Las secuelas de esta concentración son bien visibles; daré algunos ejemplos, todos ellos lógicamente interrelacionados.
Los premios literarios a manuscritos, especialidad española que en la dura posguerra tuvo motivos culturales y efectos beneficiosos, han ido derivando en un recurso tan poco imaginativo como eficaz para promocionar a autores de la casa o robar autores ajenos, ya que los anticipos normales (es decir, aquellos que aspiran a no ser muy superiores a las ventas, que aspiran a la racionalidad) no pueden competir con cifras inalcanzables. Excepto el modelo Planeta, en muchos casos resultan antieconómicos. Y creo que aún son peores sus consecuencias en la literatura y en el ecosistema de la edición.

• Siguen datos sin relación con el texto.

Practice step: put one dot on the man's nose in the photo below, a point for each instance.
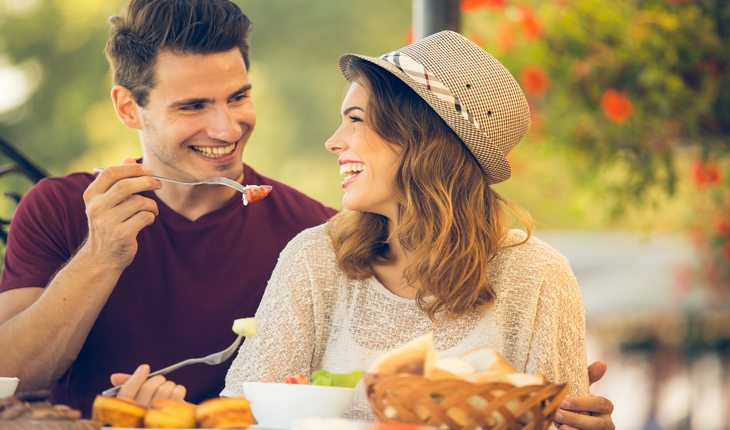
(225, 126)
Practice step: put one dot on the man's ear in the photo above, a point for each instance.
(126, 107)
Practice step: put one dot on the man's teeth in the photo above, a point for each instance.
(215, 151)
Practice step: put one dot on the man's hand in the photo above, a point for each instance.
(117, 212)
(599, 409)
(138, 388)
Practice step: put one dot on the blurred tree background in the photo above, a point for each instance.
(631, 101)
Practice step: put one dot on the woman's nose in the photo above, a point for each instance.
(334, 144)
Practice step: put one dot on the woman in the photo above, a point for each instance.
(422, 244)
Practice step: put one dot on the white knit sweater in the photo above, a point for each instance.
(313, 316)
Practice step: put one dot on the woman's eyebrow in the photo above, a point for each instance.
(352, 108)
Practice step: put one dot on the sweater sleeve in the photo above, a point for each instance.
(286, 330)
(557, 347)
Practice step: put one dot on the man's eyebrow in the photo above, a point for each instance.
(201, 100)
(189, 102)
(352, 108)
(240, 91)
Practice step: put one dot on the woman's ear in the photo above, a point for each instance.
(126, 107)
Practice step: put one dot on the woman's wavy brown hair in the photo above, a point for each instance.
(450, 221)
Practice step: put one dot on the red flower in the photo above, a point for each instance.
(723, 225)
(616, 106)
(530, 25)
(535, 80)
(706, 173)
(472, 5)
(505, 37)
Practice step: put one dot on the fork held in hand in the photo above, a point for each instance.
(216, 180)
(212, 359)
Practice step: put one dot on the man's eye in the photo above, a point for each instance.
(239, 98)
(192, 107)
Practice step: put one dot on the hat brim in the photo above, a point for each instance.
(491, 159)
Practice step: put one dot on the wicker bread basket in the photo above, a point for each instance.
(458, 404)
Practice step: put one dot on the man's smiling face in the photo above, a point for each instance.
(199, 115)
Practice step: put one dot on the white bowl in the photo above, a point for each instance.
(7, 386)
(276, 405)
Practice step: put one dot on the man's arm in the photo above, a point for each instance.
(43, 329)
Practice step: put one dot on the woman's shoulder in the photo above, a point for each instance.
(312, 243)
(531, 253)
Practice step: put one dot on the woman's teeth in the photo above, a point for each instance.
(351, 169)
(215, 151)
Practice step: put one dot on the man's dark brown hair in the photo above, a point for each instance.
(178, 26)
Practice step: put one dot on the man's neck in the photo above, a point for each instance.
(192, 202)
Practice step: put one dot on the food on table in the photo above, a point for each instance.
(170, 414)
(345, 380)
(224, 413)
(327, 379)
(479, 389)
(245, 327)
(299, 378)
(31, 409)
(219, 413)
(117, 412)
(255, 193)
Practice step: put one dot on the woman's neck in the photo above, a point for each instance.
(391, 273)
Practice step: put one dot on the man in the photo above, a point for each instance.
(105, 272)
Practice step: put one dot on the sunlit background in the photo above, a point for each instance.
(625, 169)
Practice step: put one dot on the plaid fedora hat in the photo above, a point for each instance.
(473, 92)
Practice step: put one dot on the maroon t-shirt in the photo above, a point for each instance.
(180, 295)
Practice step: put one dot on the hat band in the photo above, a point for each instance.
(418, 73)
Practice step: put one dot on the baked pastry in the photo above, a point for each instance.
(32, 410)
(170, 414)
(117, 412)
(224, 413)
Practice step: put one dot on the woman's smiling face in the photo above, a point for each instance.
(367, 161)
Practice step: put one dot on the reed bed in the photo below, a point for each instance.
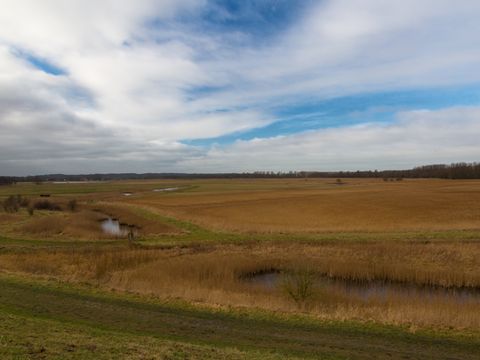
(318, 205)
(216, 276)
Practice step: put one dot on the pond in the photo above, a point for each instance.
(112, 226)
(370, 290)
(166, 189)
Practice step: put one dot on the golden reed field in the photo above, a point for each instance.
(323, 205)
(412, 244)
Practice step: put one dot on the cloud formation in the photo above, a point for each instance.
(136, 80)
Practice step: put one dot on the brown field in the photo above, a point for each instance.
(214, 276)
(321, 205)
(200, 242)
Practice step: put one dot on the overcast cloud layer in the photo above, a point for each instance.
(175, 85)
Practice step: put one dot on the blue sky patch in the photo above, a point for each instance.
(40, 63)
(351, 110)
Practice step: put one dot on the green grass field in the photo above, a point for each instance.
(52, 320)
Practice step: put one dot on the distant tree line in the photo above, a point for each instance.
(442, 171)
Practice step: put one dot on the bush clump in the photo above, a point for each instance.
(72, 205)
(14, 202)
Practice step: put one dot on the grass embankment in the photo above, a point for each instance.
(60, 321)
(213, 275)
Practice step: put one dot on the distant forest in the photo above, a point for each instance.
(452, 171)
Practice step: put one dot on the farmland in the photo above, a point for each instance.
(187, 284)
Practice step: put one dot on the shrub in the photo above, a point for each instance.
(14, 202)
(11, 204)
(46, 205)
(72, 205)
(299, 285)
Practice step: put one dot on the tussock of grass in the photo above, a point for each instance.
(215, 276)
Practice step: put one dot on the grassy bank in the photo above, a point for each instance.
(109, 322)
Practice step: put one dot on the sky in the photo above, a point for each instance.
(100, 86)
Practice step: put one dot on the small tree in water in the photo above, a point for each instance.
(299, 285)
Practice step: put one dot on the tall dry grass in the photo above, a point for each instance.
(359, 205)
(216, 276)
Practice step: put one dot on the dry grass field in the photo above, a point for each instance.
(204, 242)
(315, 205)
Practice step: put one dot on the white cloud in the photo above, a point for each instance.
(416, 138)
(125, 94)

Se ha producido un visible relevo generacional en muchos sellos, ahora dirigidos por treintañeros, jóvenes cuarentones e incluso veinteañeros. Antes, entre los editores independientes tradicionales, había un implícito pacto de caballeros respecto a los autores, un pacto que parece casi medieval, en todo caso obsoleto e incluso indescifrable. Ahora, el editor corsario, que depende del big boss de su grupo, y que casi por contrato debe intentar quitar autores y a la vez, como ha comprobado que dicho modelo puede funcionar, se interna en la misma senda de qualité. Y el editor pirata, cuyo modelo son los grandes grupos, y que es de menú omnívoro y no tiene ningún reparo ético. A menudo se trata sólo de una cuestión de modales, también a menudo muy mejorables. Lo que provoca el siguiente episodio.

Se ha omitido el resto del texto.